Beim analogen Rad hält der Trend zum vielseitigen Trekking-Bike mit Schutzblech, Gepäckträger und kompletter Beleuchtung an. Damit sind Tagesausflüge genauso machbar wie längere Radreisen. Im Kommen sind hierbei clevere Lösungen der Hersteller, um wetterfeste Taschen am Gepäckträger anzuklipsen. Inzwischen gibt es sogar größere Taschen, die sich auch ohne Gepäckträger ans Sattelrohr klemmen lassen.

Unter Rennradlern geht der Trend hin zum sogenannten Gravelbike. Das sieht mit Hörnchenlenker aus wie ein Rennrad, lässt sich dank breiterer, profilierter Reifen aber auch bequem abseits von Asphaltstraßen im Gelände fahren.

Worauf sollte ich beim Fahrradkauf achten?

Trotz teils anhaltender Lieferschwierigkeiten: Der Boom auf dem Fahrradmarkt hält an, das Angebot in Fahrradläden (fast drei Viertel aller Verkäufe) und bei Direktversendern wie Canyon oder Rose Bikes ist riesig. Bleibt die Frage: Wie findet man sein passendes Rad?

Experte Fehlau rät, nicht nur auf den Preis zu schauen, sondern sich zu fragen: Wofür nutze ich das Rad in neun von zehn Fällen? Für Straße oder Gelände, kurze Pendlerstrecken oder lange Tagestouren, sportlich-agil oder voll bepackt mit Gepäck und Kindern? Beim E-Bike kommt dazu: Lässt sich der Akku zum Laden in der Wohnung entnehmen oder ist er fest im Rahmen verbaut – und ich muss das schwere Gefährt stets ins obere Stockwerk hieven?

Kaufpreise und Finanzierung

Elektroräder treiben die Preise hoch: Im Schnitt lag der Verkaufspreis bei Rädern laut ZIV zuletzt bei knapp 1400 Euro – fast dreimal so hoch wie vor zehn Jahren. Ein Grund: der Anteil an im Vergleich teureren E-Bikes. Laut VDZ werden durchschnittlich 3332 Euro für ein E-Bike ausgegeben, für ein klassisches Fahrrad lediglich 654 Euro. Eine Versicherung fürs E-Bike kann sich unter Umständen lohnen.

Bei der Radfinanzierung kann auch der Arbeitgeber helfen.
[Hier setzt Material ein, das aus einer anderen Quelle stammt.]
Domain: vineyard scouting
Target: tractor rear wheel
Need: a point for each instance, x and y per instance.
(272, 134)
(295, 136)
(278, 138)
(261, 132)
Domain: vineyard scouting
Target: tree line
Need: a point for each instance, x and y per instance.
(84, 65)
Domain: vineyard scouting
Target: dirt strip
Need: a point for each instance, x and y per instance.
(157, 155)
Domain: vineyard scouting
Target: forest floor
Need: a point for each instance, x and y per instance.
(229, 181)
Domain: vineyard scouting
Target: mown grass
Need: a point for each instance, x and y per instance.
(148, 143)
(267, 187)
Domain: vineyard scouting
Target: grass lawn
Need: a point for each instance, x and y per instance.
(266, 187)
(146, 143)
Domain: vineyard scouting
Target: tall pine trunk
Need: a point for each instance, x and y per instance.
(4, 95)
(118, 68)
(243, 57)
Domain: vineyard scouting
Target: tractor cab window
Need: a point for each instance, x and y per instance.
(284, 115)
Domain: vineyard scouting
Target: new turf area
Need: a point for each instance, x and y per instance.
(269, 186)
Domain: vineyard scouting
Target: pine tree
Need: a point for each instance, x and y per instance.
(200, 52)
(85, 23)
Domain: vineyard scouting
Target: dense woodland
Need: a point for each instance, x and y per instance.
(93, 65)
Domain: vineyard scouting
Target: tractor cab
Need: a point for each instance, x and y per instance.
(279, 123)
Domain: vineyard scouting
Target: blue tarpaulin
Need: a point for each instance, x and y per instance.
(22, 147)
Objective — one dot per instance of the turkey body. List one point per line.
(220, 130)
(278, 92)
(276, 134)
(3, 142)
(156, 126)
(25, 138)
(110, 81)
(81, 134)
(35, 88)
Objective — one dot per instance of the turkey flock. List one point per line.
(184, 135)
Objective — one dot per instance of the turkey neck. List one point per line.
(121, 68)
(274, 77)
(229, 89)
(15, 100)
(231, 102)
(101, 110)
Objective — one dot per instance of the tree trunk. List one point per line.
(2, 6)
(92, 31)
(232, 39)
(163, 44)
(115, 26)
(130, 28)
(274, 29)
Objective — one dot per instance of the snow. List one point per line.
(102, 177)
Viele Firmen bieten inzwischen Leasing-Modelle wie Jobrad, Business Bike oder Eurorad an. Dabei können Beschäftigte den eigentlichen Kaufpreis durch Entgeltumwandlung ihres Bruttolohns reduzieren und das Dienstrad auch privat nutzen. So lassen sich oft mehrere Hundert Euro sparen und die jährliche Inspektion ist auch mit drin. Für den Kauf eines Lastenrads bieten Kommunen teils Fördermittel an.